Menurut laporan tersebut, aparat militer Indonesia melakukan serangan bom menggunakan pesawat nirawak pada 17 Mei 2026 yang bertepatan dengan hari Minggu. Serangan itu disebut mengakibatkan empat warga sipil menjadi korban. Sementara itu, aparat Kampung Donggoa, Luter Nabelau, dilaporkan meninggal dunia setelah menjalani perawatan medis di RSUD Mimika.
Korban disebut mengalami luka berat pada bagian alat vital akibat ledakan bom yang terjadi di halaman Gereja Katolik Santo Paulus Nabuni, Kampung Mbamogo.
Selain operasi udara menggunakan pesawat nirawak, Sebby juga menuding aparat militer Indonesia melakukan operasi darat dari kampung ke kampung sambil memasang ranjau bom di sebuah bangunan Gereja Sion di Kampung Jaindapa, Distrik Hitadipa, yang berbatasan dengan Distrik Sugapa.
Menurutnya, ranjau bom tersebut ditemukan pada 2 Juni 2026 dalam kondisi aktif.

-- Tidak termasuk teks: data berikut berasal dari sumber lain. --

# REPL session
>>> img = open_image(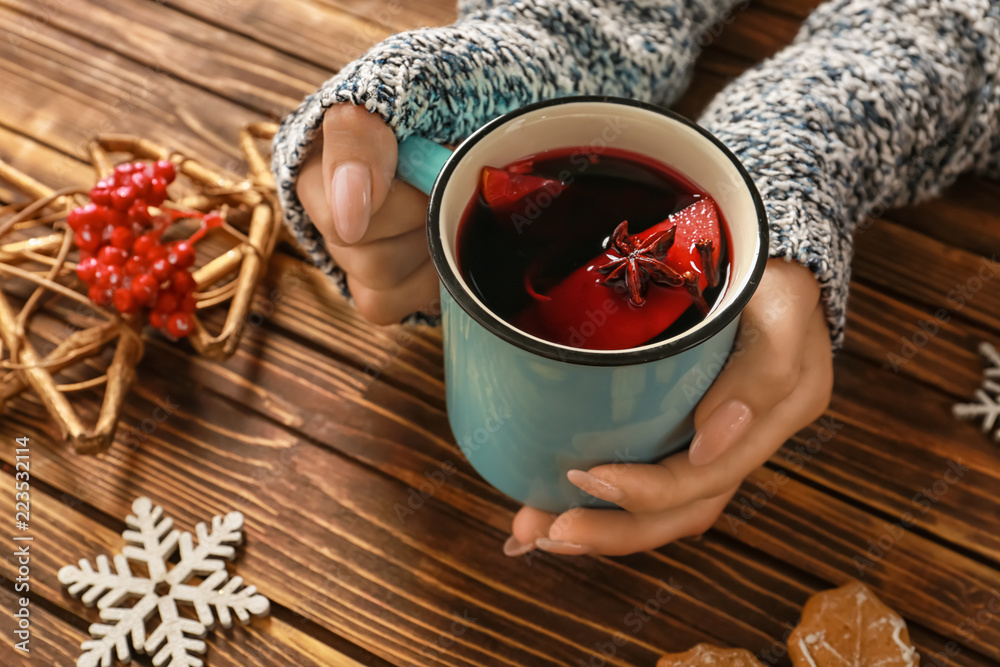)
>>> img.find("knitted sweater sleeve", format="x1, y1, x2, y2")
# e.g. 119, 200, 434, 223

Bom itu disebut dipasang di bawah kolong dekat pintu masuk dan keluar gereja. Pin pengaman bom, kata Sebby, telah diikat dengan tali sehingga apabila seorang pendeta, gembala, atau warga jemaat menyentuh tali tersebut, bom dapat meledak dan menimbulkan korban jiwa.
Sebby juga menegaskan berdasarkan laporan PIS TPNPB, pengerahan aparat militer Indonesia sejak Januari hingga Juni 2026 dilakukan dalam skala besar di Intan Jaya. Selain itu, operasi udara menggunakan helikopter militer disebut terus ditingkatkan dari kampung ke kampung.